There is a huge amount of oil which theoretically can be extracted, but the question is whether the cost will be cheap enough for us to be able to afford to extract it. If the oil is too expensive to extract, the shortage of oil seems to cause a recession, similar to what we are having now. I discuss this in purely monetary terms, but it is also an issue with respect to low energy return on investment (EROI), because oil which is of low EROI needs a high price to justify its extraction.

Available Oil

In many ways, the folks who say we a have lots of oil are correct. All one has to do is include the oil which is extremely expensive and slow to extract. Much of the cheap, easy-to-extract oil has already been removed.

Oil Price budget

Economic theory seems to say that if oil prices rise, substitutes are likely to be found, and these will tend to bring prices back down. When oil prices rose, we found substitutes, but they were poor substitutes. They are more generally more expensive, when all of the costs are included. Biofuels interfered with food supply; wind is a substitute for natural gas and coal in electricity production, but it is not as a transportation fuel, which is one of the things that we specifically expect to be short of.

In the above slide, I purposely exaggerated the impact of an oil price rise on food and gasoline. The effect would be greatest on a low income individual. It would also be very great, if the price rise were to something like $400 barrel.

Oil prices

This is pretty obvious, if you think about it. Does it sound like anything we have run into in the last few years.

Oil supply and demand

Many people think of the effects of peak oil as a future event. But we are really experiencing them here and now. Oil production stopped rising in 2005, so by 2006, we were feeling the effects of the squeeze. The effects were being felt as early as 2004, when oil prices began to rise.

Easy oil

I have omitted several slides, showing the rise and fall of oil production in the US 48 states, Alaska, and the North Sea. At this point, most of the fields that are in easy to access locations are in decline, and we are “stuck” with what is left–the slow to extract, expensive oil from difficult locations.

Rising oil prices

So many people have equated high prices with oil shortages, that people have come to believe that if prices are low (or at least relatively low, compared to last years’ prices), everything is OK. But we really need lots of quite inexpensive oil to fuel the economy, or it goes into a recession. Reduced credit reduces demand, and has the effect of bringing oil prices down.

Incomes and oil prices

In the above slide, the cutback in credit is especially important. Without credit, many people cannot buy new cars, new houses, or expensive Christmas presents. All of these use oil in their manufacture and distribution, and keep oil prices up.

 US Consumer Credit

US consumer credit (including things like credit card loans and auto loans) peaked the same month as oil prices. Mortgage loans peaked about the same time, and many types of commercial credit have been affected.
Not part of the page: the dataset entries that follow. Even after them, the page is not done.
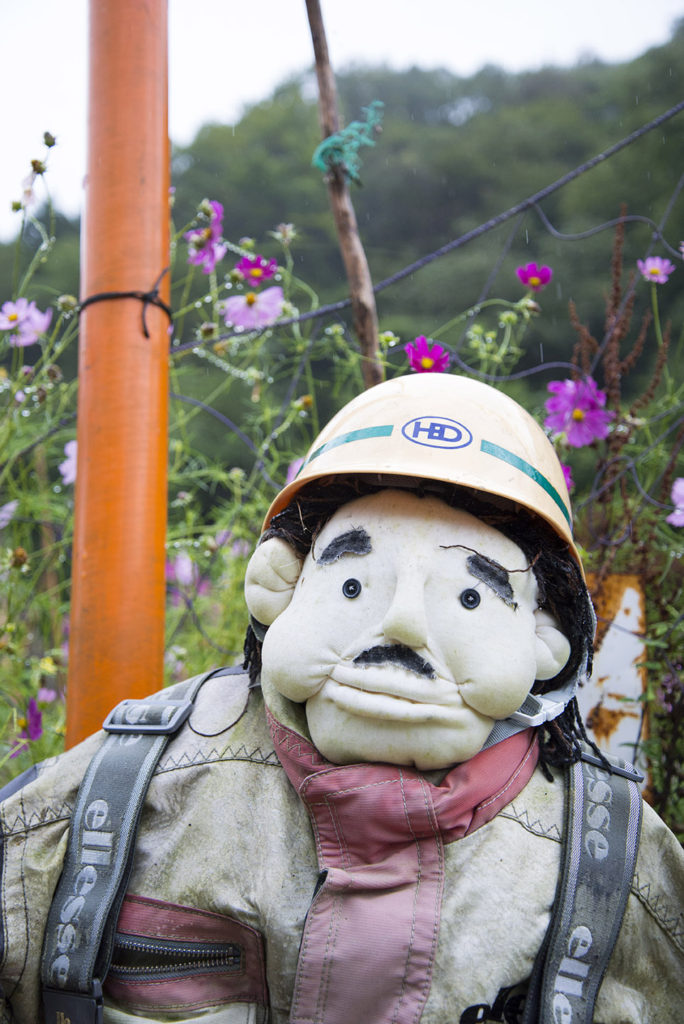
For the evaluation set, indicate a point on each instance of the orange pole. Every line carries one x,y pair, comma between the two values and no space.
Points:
117,616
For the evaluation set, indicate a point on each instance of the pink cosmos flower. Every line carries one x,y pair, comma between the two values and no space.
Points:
7,512
425,357
567,474
206,249
254,309
68,467
32,727
256,269
27,320
578,412
655,268
535,276
676,518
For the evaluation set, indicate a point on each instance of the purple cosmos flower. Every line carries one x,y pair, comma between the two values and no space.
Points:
27,320
676,518
206,249
293,469
68,467
535,276
32,727
425,357
184,577
254,309
578,412
655,268
256,269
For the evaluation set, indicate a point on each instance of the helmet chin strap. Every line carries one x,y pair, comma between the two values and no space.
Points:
540,708
536,710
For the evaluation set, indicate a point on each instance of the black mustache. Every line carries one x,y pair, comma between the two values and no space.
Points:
396,654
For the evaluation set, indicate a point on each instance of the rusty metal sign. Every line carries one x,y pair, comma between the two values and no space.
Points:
610,701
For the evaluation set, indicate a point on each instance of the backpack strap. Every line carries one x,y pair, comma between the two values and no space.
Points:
602,826
81,922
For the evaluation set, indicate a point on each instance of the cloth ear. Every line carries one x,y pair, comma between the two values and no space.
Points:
271,574
552,646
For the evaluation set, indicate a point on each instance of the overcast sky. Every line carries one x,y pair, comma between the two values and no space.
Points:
225,54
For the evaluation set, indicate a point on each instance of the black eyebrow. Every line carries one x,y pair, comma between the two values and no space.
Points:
494,576
352,542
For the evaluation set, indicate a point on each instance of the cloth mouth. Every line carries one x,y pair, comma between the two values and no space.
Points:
396,654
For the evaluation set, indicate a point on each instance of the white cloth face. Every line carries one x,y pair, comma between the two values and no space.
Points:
412,628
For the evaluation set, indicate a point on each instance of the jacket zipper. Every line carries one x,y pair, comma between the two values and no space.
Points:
144,957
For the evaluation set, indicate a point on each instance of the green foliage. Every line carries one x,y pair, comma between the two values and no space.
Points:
246,402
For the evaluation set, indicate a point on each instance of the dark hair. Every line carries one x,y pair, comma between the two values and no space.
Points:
561,587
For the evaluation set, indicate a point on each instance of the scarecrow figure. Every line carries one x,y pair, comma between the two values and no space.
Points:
391,812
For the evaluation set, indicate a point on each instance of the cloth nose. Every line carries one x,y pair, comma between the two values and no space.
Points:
405,621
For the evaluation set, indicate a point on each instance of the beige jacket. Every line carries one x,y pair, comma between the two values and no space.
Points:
227,854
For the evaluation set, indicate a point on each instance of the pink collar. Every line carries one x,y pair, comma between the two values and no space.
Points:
469,796
371,933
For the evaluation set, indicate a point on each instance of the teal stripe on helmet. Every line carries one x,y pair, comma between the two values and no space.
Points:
353,435
514,460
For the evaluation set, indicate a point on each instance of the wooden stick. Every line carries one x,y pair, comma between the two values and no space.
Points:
365,316
118,596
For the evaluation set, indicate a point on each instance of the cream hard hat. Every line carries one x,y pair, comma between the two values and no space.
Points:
442,427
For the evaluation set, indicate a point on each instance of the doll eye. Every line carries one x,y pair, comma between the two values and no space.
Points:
351,588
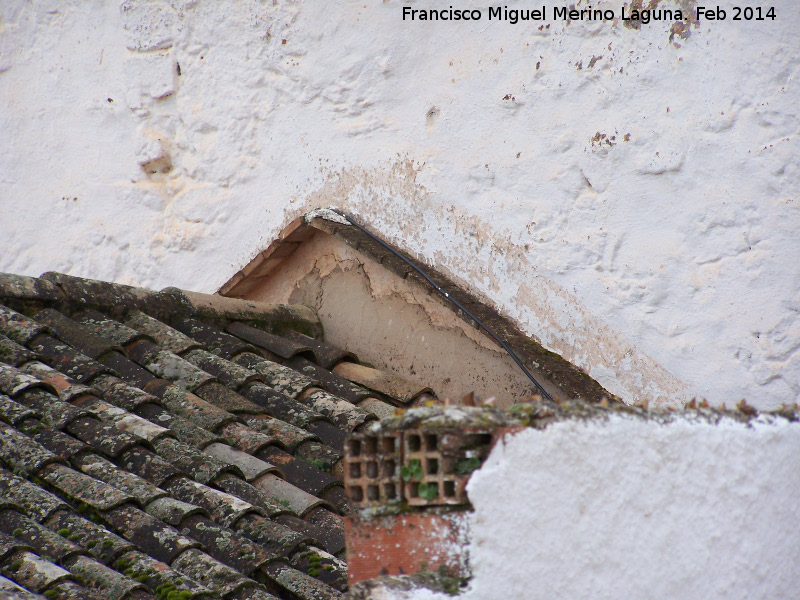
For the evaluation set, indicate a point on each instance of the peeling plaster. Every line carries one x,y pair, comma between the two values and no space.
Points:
392,323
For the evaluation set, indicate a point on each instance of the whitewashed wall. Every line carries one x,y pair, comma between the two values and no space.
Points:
631,197
628,508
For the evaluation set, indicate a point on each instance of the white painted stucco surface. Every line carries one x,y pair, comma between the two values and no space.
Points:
628,508
666,265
The government has tried to pick up the slack with additional borrowing, but this is not the same.

Energy costs

The EIA indicates that on a constant dollar basis, energy expenditures more than doubled between 1990 and 2008. Going forward, the EIA sees more increases in energy expenditures, on an inflation adjusted basis.

I might mention that one of the major uses of new technology is to bring down prices. There are limits to what can be done–if oil is very deep in the ocean, it is likely never going to be cheap to extract. The need for new technology to bring down prices is probably as great or greater with fossil fuels as it is with things like wind, solar, and biofuels. Fossil fuels are at least well adapted to running our current infrastructure. Anything that is very different will require huge expenditures for conversion.

Unchartered territory

In my view, the big question mark is how debt (and financial institutions) will do. The front page story on today’s Atlanta Journal Constitution is “Troubled banks find it hard to stay afloat”. How long will bailing out failing banks with printed money work?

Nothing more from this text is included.